If there appears to be admiration in my writing, it is because I have been in the cab of a digger and know that it is not as easy as it may seem.
The funny thing about my stint in a digger is that I had to go to Las Vegas last year to experience it. On the outskirts of the gambling capital of the world, in a dusty paddock, is the most unusual theme park you will ever find. Dig This is the ultimate boys' zone, where you can have some fun with the digger or bulldozer of your choice.
At the end of it all, you get a certificate that says: "It is also hereby recognised that this person, in addition to Digging it, totally Dug it at Dig This."
The thing about Dig This is that it is owned and run by ... yes, you guessed it ... a Kiwi.
Ed Mumm is a 40-something-year-old from Dunedin who lives in Denver, Colorado, and commutes regularly to Las Vegas to keep an eye on his theme park which is attracting more and more tourists.
Dig This is aimed at tourists and companies wanting to take their staff on a team-building exercise, but is open to anyone who wants to jump on a digger and rip some earth ... and is prepared to pay for the experience.
When I did the course, a three-hour session, including three activities on the digger, transfers to and from Vegas and the safety lesson, cost US$400 (about $480), while a mini-dig for an hour and a half, like I did, was US$210. It may seem a bit, but it was worth every penny.

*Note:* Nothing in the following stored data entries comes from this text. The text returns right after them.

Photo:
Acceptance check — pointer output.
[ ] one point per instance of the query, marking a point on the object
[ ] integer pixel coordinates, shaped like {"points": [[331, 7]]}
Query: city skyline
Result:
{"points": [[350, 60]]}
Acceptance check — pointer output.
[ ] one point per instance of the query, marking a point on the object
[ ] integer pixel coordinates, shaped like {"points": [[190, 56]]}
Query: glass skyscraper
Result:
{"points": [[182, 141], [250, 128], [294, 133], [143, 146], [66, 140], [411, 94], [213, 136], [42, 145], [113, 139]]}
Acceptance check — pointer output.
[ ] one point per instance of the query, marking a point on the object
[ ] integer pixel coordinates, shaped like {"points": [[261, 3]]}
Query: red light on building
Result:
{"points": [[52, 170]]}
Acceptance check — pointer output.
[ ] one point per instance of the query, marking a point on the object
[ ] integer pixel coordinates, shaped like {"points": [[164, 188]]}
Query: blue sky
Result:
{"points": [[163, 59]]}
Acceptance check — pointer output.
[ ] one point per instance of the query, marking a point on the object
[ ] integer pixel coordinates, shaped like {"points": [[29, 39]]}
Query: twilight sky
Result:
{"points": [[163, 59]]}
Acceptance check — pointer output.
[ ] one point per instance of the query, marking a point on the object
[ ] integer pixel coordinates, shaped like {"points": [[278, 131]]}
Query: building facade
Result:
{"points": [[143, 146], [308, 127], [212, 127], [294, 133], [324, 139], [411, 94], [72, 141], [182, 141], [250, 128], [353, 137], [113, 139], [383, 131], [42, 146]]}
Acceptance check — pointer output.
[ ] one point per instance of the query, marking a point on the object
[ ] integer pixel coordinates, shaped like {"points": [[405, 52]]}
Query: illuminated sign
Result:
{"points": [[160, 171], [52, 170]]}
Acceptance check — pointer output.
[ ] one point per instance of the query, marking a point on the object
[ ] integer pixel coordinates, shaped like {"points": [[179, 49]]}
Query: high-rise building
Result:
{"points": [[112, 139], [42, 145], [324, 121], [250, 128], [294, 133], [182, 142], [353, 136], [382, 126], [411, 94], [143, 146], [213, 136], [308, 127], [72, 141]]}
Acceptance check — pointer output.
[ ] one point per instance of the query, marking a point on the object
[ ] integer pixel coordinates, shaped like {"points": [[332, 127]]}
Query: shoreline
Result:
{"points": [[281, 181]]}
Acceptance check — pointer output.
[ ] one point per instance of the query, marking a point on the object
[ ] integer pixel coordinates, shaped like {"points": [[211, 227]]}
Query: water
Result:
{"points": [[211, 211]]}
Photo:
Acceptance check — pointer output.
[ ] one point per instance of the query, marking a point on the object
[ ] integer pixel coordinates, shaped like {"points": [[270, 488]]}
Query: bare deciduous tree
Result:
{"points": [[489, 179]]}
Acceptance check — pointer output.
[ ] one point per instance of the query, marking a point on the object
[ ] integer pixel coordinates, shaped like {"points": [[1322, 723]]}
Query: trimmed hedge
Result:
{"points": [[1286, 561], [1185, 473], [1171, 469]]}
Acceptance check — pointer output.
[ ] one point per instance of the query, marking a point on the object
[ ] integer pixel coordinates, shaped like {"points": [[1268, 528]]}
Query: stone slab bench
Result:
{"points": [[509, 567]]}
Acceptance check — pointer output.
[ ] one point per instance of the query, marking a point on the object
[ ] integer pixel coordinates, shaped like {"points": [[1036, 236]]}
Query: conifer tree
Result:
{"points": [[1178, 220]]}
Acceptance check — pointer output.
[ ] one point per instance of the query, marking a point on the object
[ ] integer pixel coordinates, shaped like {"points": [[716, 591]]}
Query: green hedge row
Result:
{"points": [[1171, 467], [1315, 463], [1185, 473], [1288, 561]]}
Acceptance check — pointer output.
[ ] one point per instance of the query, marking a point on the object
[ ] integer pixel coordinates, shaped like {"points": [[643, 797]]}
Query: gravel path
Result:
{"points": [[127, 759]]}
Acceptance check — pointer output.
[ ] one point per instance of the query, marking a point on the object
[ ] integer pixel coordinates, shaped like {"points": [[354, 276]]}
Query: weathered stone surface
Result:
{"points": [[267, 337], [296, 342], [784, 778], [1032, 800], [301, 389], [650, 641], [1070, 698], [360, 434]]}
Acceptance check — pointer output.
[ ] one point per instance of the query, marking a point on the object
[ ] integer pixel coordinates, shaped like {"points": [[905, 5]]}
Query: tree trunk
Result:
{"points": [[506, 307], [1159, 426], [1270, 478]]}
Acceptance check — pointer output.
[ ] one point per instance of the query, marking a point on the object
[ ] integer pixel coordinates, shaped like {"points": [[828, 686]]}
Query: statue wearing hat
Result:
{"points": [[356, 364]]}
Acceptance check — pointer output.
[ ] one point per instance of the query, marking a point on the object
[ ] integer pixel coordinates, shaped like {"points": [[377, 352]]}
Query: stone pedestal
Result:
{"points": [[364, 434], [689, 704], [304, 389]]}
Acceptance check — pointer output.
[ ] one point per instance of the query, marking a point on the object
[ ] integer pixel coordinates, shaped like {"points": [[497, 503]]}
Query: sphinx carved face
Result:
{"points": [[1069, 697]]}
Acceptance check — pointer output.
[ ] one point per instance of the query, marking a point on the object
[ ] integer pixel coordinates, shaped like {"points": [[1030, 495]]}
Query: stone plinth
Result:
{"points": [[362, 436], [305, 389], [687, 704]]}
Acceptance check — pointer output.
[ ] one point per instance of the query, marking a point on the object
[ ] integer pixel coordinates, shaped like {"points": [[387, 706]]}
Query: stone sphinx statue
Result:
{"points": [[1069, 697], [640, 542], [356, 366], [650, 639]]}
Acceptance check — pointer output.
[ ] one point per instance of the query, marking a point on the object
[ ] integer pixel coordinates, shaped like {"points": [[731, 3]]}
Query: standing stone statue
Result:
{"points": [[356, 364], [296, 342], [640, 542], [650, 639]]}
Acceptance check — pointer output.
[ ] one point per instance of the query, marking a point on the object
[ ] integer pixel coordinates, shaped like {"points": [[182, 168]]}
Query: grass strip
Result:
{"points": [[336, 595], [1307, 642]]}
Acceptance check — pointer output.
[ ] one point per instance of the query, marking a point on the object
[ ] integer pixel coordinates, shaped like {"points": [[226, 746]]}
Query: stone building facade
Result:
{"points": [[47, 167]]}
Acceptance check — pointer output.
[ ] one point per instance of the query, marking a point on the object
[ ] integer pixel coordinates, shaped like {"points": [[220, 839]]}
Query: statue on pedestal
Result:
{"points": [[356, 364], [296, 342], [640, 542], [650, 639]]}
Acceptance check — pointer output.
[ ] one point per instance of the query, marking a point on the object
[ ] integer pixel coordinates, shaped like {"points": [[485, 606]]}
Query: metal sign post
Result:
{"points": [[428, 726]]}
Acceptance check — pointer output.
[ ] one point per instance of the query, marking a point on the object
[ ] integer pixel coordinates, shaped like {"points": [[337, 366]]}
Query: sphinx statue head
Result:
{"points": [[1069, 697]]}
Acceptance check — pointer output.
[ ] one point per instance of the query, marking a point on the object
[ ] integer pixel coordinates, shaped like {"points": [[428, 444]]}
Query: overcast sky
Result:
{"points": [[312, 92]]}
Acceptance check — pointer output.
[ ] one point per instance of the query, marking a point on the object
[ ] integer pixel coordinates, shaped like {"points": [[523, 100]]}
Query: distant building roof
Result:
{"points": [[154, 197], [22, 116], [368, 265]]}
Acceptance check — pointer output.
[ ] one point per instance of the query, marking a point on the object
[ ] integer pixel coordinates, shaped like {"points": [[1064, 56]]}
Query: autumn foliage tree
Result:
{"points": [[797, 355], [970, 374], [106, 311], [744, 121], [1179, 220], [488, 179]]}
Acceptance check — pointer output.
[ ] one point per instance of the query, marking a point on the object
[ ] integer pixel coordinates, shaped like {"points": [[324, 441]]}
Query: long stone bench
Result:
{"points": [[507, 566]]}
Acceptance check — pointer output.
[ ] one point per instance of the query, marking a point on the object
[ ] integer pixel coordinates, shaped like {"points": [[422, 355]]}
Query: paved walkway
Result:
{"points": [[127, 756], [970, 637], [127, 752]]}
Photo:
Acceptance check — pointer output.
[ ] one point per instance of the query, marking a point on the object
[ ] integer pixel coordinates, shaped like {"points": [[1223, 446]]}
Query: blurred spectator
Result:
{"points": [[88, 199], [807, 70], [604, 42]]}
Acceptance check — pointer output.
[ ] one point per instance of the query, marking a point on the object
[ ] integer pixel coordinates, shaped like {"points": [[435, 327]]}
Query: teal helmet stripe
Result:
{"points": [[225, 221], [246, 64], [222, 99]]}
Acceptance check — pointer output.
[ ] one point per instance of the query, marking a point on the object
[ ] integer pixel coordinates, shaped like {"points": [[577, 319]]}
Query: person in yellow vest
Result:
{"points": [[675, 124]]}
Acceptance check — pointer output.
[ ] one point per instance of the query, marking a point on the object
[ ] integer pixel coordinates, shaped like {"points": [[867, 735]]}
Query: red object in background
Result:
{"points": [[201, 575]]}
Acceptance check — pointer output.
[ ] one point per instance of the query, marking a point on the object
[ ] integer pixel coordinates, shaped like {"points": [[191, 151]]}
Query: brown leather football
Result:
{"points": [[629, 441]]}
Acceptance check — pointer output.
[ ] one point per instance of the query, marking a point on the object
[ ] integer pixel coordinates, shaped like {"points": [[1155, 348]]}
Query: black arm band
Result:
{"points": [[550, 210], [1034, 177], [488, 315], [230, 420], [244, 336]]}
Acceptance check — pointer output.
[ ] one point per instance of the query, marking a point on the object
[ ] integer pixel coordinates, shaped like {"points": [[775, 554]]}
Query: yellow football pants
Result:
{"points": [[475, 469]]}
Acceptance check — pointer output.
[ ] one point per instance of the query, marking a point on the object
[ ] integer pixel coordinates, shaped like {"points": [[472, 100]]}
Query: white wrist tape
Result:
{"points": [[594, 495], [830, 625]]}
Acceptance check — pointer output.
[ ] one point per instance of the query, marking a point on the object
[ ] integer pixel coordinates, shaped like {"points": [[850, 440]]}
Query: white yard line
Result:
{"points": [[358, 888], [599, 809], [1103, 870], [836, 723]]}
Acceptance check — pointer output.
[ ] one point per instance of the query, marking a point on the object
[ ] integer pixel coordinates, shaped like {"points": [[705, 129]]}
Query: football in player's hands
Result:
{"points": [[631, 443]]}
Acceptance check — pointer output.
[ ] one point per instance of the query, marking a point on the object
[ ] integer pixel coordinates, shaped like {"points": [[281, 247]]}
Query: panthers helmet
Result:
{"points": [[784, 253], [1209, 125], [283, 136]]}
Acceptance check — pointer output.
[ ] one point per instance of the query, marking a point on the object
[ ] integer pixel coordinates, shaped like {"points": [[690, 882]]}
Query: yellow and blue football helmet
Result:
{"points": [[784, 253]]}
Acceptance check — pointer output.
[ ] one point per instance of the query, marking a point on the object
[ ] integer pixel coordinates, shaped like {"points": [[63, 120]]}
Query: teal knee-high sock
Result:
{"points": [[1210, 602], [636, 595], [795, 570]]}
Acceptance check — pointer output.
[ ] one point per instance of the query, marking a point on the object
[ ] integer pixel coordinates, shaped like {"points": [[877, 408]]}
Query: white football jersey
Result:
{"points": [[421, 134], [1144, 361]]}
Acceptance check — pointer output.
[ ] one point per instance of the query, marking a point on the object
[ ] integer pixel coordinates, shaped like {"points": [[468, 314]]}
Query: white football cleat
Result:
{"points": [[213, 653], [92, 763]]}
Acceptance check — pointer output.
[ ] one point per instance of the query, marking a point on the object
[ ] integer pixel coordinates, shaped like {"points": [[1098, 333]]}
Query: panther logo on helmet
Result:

Before anyone goes jumping on a digger or bulldozer, a safety course has to be completed. The paddock you get to dig up is just a stretch of dusty dirt, but it is quite weird to glance over and see the famous Las Vegas skyline just a kilometre or two away. The course is well run, with each person sitting alone in an air-conditioned cab (it is 40C outside) of the digger, while an instructor on the ground (a safe distance away) guides them. You hear the instructor clearly in your headphones and it is quite comforting knowing they are with you.
My instructor, Jerry Wheeler, was a laid-back character - a quality he would require in bucketloads when trying to guide me through a simple set of tasks. The thing with driving a digger is there are so many levers and pedals, to move forwards, backwards, lift the bucket, dig the bucket in, etc, etc.
Once I got the hang of things, it got easier. This was not a game for cowboys. Quick actions and extravagant manoeuvres are discouraged, as is dumping bucketloads of sand from great heights. Despite that, it is quite an amazing experience and well worth trying if you ever are in Las Vegas.